Sep 30, 2010 at 2:07 PM

Hi there, and congratulations for this great library.

I'm making a sw that has to recognize some patterns from some mp3s;

I extract 2 samples (at 2 seconds distance) from a 1hour long mp3 (32kbs, 32kHz, single channel CBR) and then search for those "patterns" in other mp3s. If i have two patterns at exactly 2 seconds distance, I have found the pattern.
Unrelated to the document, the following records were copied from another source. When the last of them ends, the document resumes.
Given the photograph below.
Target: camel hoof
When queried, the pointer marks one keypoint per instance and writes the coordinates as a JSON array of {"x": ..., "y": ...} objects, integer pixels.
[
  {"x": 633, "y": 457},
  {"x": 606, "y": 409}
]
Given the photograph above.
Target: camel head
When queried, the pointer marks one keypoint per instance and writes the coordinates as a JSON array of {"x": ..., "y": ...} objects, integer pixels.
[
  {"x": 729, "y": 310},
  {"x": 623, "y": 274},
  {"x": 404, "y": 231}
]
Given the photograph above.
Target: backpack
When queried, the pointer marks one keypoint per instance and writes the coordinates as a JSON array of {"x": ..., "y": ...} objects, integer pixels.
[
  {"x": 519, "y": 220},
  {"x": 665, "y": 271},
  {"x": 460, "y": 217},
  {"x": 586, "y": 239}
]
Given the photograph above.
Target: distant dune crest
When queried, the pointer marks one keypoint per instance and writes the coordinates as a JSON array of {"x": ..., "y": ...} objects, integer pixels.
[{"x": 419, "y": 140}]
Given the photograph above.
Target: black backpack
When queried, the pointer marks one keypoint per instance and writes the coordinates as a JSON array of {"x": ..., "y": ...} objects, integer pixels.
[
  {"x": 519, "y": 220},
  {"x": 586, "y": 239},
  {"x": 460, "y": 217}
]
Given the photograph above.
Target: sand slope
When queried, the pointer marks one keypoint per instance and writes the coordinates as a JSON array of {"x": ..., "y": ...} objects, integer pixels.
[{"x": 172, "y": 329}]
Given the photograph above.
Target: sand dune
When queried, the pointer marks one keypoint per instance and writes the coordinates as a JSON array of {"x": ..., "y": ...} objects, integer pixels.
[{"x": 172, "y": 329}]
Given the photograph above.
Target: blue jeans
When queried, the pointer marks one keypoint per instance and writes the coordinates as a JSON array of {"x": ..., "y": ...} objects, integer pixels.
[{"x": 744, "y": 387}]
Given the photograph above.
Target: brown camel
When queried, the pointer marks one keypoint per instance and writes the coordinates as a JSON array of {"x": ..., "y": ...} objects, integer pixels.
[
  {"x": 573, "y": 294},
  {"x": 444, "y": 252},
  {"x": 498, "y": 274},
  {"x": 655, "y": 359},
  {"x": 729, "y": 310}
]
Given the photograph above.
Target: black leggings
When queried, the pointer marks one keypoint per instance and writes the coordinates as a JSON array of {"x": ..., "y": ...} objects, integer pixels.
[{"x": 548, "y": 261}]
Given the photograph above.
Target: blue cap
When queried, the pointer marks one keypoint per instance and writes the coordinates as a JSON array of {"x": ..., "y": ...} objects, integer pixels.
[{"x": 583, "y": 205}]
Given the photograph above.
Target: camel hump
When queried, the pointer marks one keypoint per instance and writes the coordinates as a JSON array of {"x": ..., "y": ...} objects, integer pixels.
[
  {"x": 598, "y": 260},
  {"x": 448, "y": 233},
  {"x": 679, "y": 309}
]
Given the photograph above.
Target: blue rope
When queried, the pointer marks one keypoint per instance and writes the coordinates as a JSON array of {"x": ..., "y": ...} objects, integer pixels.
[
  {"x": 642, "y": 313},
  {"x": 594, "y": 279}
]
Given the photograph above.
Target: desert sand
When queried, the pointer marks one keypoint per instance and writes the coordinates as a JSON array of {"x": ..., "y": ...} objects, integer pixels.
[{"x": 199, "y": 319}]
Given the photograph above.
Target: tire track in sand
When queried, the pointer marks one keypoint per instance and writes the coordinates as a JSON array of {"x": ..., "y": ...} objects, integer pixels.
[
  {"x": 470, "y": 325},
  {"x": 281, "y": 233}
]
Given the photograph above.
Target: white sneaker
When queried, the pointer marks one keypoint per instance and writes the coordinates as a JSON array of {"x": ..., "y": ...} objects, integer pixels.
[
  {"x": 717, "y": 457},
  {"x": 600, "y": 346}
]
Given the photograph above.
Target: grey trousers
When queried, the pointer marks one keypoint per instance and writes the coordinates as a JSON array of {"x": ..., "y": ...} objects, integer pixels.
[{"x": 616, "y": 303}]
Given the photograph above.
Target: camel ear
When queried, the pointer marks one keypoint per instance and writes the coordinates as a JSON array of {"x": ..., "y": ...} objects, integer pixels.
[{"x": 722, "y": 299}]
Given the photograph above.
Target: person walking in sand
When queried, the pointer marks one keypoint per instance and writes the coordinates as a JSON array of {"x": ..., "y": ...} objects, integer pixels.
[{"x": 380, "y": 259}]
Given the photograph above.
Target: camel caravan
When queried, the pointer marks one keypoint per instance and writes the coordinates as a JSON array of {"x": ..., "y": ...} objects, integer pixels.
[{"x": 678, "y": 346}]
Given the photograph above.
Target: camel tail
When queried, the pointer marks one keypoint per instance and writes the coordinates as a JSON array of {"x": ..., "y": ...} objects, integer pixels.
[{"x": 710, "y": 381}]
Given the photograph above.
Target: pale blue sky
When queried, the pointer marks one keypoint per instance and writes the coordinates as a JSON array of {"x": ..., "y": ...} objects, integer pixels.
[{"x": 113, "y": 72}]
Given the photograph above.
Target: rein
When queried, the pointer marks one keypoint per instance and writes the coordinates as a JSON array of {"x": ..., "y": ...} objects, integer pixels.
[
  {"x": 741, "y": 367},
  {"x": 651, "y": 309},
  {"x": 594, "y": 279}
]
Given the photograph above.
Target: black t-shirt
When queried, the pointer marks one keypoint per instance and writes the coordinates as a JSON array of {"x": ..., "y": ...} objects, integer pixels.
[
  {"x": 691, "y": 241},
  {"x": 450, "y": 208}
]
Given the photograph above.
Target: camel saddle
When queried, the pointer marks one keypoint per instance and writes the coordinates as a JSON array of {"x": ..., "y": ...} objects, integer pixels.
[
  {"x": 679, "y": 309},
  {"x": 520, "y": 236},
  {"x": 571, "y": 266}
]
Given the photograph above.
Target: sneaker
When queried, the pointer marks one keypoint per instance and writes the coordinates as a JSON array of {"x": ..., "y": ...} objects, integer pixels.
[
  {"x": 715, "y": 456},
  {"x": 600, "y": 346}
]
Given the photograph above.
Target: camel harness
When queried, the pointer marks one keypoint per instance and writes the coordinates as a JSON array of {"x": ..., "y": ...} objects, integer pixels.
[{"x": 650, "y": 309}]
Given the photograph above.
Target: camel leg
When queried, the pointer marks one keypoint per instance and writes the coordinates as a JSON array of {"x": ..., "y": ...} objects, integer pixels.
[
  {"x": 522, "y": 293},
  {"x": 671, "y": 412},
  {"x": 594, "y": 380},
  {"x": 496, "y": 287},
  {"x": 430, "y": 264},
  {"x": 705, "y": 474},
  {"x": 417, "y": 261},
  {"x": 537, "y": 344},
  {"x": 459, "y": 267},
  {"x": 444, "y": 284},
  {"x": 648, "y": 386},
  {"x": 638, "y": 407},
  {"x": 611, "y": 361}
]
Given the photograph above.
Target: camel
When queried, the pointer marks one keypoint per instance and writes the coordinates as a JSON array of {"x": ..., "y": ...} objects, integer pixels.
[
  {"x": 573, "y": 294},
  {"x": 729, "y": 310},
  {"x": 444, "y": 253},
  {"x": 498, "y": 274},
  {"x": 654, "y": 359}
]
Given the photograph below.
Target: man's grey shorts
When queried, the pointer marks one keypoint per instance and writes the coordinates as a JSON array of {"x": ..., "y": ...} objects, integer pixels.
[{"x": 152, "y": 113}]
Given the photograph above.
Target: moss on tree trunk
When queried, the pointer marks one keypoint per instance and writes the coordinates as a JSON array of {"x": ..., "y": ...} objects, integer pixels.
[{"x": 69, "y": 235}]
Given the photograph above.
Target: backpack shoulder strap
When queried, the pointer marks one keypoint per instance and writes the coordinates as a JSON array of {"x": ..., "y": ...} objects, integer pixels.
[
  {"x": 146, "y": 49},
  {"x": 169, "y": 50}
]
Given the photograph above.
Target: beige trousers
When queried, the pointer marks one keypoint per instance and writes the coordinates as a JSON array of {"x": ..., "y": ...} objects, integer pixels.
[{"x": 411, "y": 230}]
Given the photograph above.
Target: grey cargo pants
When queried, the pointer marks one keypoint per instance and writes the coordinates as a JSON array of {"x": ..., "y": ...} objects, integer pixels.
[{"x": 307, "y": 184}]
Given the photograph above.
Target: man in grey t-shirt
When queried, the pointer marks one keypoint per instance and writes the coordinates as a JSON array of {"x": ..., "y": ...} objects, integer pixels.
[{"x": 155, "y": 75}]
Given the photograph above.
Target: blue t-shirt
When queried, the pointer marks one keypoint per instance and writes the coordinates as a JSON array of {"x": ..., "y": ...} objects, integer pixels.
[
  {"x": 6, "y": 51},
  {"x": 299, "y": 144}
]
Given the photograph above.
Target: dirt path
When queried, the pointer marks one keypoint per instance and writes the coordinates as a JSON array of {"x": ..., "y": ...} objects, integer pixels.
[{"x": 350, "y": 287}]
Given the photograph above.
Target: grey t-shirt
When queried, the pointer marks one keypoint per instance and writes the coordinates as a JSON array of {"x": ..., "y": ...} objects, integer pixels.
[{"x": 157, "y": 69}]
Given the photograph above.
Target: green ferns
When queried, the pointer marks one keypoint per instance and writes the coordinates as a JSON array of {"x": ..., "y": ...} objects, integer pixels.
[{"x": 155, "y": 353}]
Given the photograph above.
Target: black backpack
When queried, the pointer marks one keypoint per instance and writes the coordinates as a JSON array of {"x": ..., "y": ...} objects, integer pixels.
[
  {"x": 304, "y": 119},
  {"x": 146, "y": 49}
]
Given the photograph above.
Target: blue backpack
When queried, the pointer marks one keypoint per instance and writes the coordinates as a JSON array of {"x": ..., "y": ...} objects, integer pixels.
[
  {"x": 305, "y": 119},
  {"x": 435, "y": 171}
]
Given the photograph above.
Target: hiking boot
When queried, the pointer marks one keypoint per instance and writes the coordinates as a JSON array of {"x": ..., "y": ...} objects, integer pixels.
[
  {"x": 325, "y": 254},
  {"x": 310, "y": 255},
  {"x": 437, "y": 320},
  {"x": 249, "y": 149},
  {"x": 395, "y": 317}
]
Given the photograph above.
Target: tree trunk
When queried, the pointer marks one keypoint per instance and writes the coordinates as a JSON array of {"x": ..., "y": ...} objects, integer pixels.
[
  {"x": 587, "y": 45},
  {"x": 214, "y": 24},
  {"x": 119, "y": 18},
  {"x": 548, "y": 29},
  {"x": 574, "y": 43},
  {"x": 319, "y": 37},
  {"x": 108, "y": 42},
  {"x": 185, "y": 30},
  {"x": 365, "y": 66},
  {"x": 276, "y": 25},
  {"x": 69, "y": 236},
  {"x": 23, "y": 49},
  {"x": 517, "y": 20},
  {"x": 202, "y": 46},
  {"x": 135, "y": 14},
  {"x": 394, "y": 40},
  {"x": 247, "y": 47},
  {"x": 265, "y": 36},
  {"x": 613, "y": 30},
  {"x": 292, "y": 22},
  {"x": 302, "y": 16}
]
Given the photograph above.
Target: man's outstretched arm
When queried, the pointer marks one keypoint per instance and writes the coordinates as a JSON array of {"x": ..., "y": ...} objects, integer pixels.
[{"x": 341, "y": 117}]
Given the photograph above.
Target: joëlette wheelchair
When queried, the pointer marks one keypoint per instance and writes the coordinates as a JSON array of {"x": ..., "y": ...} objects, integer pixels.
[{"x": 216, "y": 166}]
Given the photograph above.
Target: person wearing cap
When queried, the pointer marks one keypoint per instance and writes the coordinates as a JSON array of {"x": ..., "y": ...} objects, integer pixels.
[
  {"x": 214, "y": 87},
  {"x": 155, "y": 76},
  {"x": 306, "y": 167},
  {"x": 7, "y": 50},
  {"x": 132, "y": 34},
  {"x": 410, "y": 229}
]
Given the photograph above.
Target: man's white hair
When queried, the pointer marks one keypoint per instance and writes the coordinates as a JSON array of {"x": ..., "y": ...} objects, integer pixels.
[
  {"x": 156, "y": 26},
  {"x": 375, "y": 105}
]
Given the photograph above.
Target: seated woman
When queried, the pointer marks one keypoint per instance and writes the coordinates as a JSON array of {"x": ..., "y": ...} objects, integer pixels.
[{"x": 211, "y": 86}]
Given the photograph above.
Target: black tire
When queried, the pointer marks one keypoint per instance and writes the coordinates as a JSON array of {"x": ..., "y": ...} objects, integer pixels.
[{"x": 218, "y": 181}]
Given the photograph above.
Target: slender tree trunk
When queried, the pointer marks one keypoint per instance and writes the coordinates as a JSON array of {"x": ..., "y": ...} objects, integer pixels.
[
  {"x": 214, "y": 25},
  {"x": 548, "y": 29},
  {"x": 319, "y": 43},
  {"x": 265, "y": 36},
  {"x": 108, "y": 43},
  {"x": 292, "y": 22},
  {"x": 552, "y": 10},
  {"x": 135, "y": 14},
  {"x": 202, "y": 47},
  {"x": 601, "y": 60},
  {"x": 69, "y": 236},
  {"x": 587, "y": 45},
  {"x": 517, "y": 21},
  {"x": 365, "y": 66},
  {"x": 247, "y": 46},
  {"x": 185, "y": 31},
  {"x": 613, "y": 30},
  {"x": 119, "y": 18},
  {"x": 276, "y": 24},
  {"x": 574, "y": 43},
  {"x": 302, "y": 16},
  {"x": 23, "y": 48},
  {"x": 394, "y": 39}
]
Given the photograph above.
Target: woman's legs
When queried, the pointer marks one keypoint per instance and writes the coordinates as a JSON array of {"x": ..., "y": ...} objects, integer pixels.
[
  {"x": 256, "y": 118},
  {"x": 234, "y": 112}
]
My first idea was, since mp3 frames are compressed, to convert those samples to wav; I'm doing this as:


public static byte[] convertMP3toPCM(byte[] frames)        {            

using (Stream mp3Stream = new MemoryStream(frames))            {                

using (Mp3FileReader reader = new Mp3FileReader(mp3Stream))                {                    

using (WaveStream pcmStream = WaveFormatConversionStream.CreatePcmStream(reader))                    {                        

byte[] buffer = new byte[pcmStream.GetReadSize((int)pcmStream.TotalTime.TotalMilliseconds)];                        

int bytesread = pcmStream.Read(buffer, 0, buffer.Length);                        

return buffer;                    






Then, I search for those samples on the mp3s with a L2 Norm. I've used the same approach in video recognition with good results.

However, right now I can only find the pattern in the file from which I'm taking the samples, not in others. Any suggestion? Do you think my idea is correct?

Oct 12, 2010 at 6:21 PM

hi there,

this is a very difficult signal processing problem. IIRC there is a question about this on StackOverflow which has links to a technical paper.